Local firefighter helps hurricane victims in NYC
by Larry Chowning
As part of the VATF-2 task force team out of Virginia Beach, Lee Ward of Wake was activated and deployed recently to New York City to help victims of Hurricane Sandy.
Ward has been a fireman for the City of Williamsburg for nearly 10 years, and a volunteer firefighter with the Hartfield Volunteer Fire Department since 1993.
The VATF-2 task force is part of the National Urban Search & Rescue System that was established under the Federal Emergency Management Agency (FEMA) in 1989. Most states have a task force composed of highly-trained individuals that include firefighters, EMS personnel, dog handlers, engineers and physicians.
When there is a natural disaster such as Sandy, members are often deployed and assist in those areas. Following Sandy, Ward got the call he had been deployed. “It’s a specialty team that I had to interview for,” he said. “Once accepted, it takes about a year to get deployed because of all the training.”
Ward was approved in the Heavy Equipment and Rigging (HER) category because he had past experience in operating a crane.
“I went to New York as a rigger and I was involved in search and rescue,” he said. “We spent most of our time going door-to-door making sure people did not need medical attention or whatever else we could do to help.”

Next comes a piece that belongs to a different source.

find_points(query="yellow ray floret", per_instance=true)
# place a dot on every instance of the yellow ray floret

Ward was there for eight days and worked in all five New York City boroughs—Bronx, Brooklyn, Queens, Staten Island and Manhattan. “People were really down because so many lost everything they had,” he said. “If their houses were still standing, in many cases 13-foot high tides had gone inside their homes. So, most everything they had was ruined by water.
“They lost their cars, and if they had a car they couldn’t get gas,” he said. “There was no (electrical) power. It was just a hard place, a hard time and there were a lot of people hurting.”
Ward was in New York on Election Day and had to vote absentee. “We ran into the voting issue when it was time to vote,” he said. “They came to us and asked how many people wanted to vote and all of us raised our hands. They had to call the registrar in that (New York) area and our votes were picked up by a representative, and mine was sent to Middlesex. The others were sent to wherever they were registered to vote.”
This was the second time Ward has been deployed. He was involved in Hurricane Irene with search and rescue efforts in New Jersey for five days.
“It’s a rewarding feeling to know that you are helping people,” said Ward. “But it is hard on you to see so many people hurting.”